Reducing manager headcount via AI is constrained by current technological reality and organizational readiness. Per a July 2025 Gartner survey of 900 HR leaders, 80% agree that managers are overwhelmed by the expanding scope of their responsibilities. Thus, organizations that increase managers’ spans of control today are risking losing significant performance from managers.
Whether the goal is to sustain the CEO’s delayering mandate or simply stabilize the manager role for an AI-augmented future, it’s essential that CHROs leverage agentic AI to support managers for organizational success. Organizations are best served in this endeavor by identifying opportunities to harness agentic AI’s ability to offload routine administrative tasks—automating busywork—while investing in and piloting emerging agentic capabilities to improve effective leadership: advancing better work.
Specifically, organizations should take three actions:
Explore agentic AI use cases within manager workflows
For managers to benefit the most from current and emerging agentic AI tools, it’s incumbent on CHROs to re-envision the manager role.
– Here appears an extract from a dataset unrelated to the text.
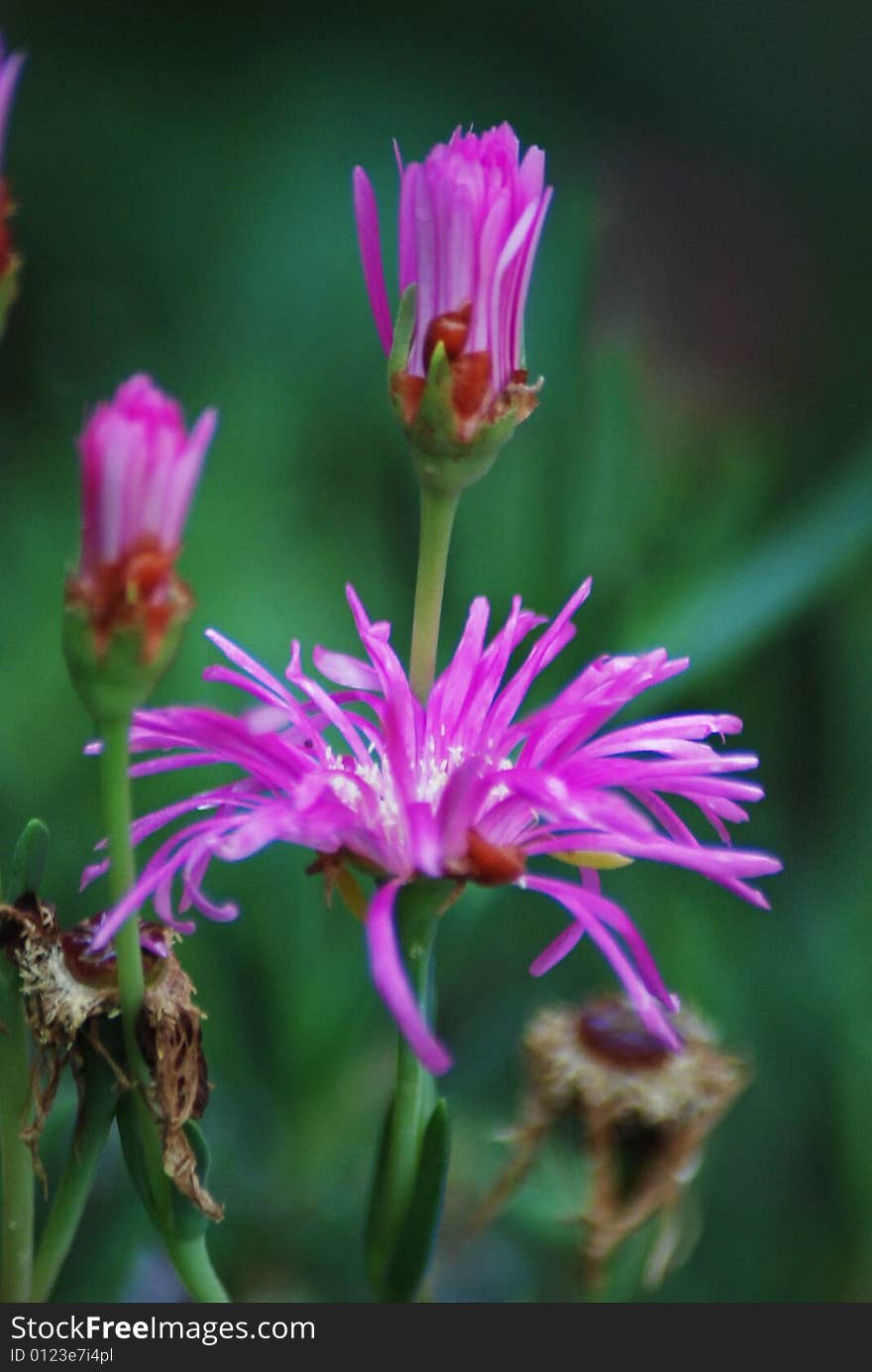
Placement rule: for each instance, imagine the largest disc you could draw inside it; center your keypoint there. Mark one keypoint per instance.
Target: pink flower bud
(470, 221)
(139, 468)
In the future, a manager won’t be required to be an expert in complex technical tasks, but rather someone who excels at leading teams that blend human and machine workflows.
CHROs must identify where automation can relieve administrative burden and where emerging capabilities can augment high-value, people focused management. While the use of agentic AI within manager workflows aims to boost efficiency by taking basic tasks off of managers’ plates, it will also decrease routine interactions between managers and their employees. It’s critical that managers connect more actively and meaningfully with their teams, otherwise they risk losing employee trust and weakening engagement and wellbeing.
Automate busywork
According to a May 2025 Gartner survey of 3,000 employees, 26% of managers, if given the choice, would prefer not being a manager. They typically cited reasons such as the constant drag of low-value administrative tasks, increasing responsibilities and inadequate support.
Automating busywork is particularly important for the organizations that plan to reduce manager headcount and increase the remaining managers’ scope of work. To do so, CHROs must enable managers to integrate agentic AI capabilities into their daily workflows for tasks such as time off approval, agentic onboarding, calendar management and shift management. By delegating time-consuming routine tasks to AI agents, managers free up more capacity to focus on higher-value responsibilities
Advance better work
While most of the AI tools that support managers in today’s workforce are limited to very basic agentic functionality, generative outputs and simple automation, more mature agentic AI capabilities are emerging. With capabilities including autonomous action, contextual adaptation and proactive support capabilities on the horizon, CHROs must plan for the future now.
“Better work” technologies enable more effective people management, such as AI coaching, AI conversation simulators, dynamic performance management and team goal management. Emerging agentic capabilities for these solutions include coaching agents that proactively schedule sessions before critical meetings or performance management agents that autonomously surface insights from engagement and performance data to nudge managers to address bottlenecks. When CHROs invest in and pilot these capabilities now, they better prepare managers to blend human leadership with AI capabilities to drive overall team success.